Predicting The Effectiveness Of It Employee Training And Development Programs Using Convolutional Neural Networks
DOI:
https://doi.org/10.64252/vw0mcm57Keywords:
Employee Training,IT Industry,Convolutional Neural Networks,Effectiveness,Skill Gap and Diversity and Inclusion, Reskilling Upskilling, Employee Motivation, Innovation.Abstract
The primary concern centers on evaluating emerging training technologies like virtual reality, augmented reality, and AI-powered learning platforms. Our goal is to assess their impact on elements such as the retention of knowledge, the acquisition of skills, and the overall performance of employees. Additionally, we will analyze the cost-effectiveness of implementing these technologies. The second focal point addresses the significant skills gap evident in emerging IT fields like artificial intelligence, block chain, and cyber security. To rectify this gap, our focus is on identifying specific skill deficiencies and devising precise training and development strategies. Convolutional Neural Networks (CNNs) will be deployed to predict the efficacy of these strategies.
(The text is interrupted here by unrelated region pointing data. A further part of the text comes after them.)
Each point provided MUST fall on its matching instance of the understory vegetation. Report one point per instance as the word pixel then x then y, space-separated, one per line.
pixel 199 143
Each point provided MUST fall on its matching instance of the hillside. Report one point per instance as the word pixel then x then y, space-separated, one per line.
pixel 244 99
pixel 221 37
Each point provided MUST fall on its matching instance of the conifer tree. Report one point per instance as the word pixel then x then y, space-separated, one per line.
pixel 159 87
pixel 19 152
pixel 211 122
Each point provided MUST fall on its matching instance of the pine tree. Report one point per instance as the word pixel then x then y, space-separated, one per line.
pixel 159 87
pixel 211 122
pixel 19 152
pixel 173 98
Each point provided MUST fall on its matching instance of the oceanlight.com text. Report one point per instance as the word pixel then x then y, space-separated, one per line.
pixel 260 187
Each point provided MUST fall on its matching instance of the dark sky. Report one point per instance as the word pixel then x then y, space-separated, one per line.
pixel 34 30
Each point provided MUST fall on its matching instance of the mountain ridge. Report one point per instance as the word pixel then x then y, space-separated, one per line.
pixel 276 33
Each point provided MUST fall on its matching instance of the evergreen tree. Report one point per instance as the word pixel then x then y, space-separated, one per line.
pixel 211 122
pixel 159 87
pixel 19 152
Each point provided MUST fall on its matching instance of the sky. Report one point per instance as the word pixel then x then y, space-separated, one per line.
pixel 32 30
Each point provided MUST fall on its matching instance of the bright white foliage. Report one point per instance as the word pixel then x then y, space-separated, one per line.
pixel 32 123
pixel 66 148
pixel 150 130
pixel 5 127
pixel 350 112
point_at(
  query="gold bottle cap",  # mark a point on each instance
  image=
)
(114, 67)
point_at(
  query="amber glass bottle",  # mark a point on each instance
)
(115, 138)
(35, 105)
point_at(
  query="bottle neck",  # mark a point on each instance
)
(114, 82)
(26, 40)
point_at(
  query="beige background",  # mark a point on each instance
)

Lastly, we explore the consequences of diversity and inclusion initiatives embedded in training programs. Our objective is to quantify how these efforts influence employee performance, innovation, and retention. Furthermore, we delve into the formulation and execution of training programs that promote diversity and inclusion, scrutinizing their impact on the culture and productivity of organizations.Through the utilization of CNN models for predictive analysis, this research seeks to offer data-driven insights into the efficiency of IT employee training and development programs. These insights aim to contribute to the reinforcement of the IT workforce's competitive edge and their adaptability to the perpetually evolving technological landscape.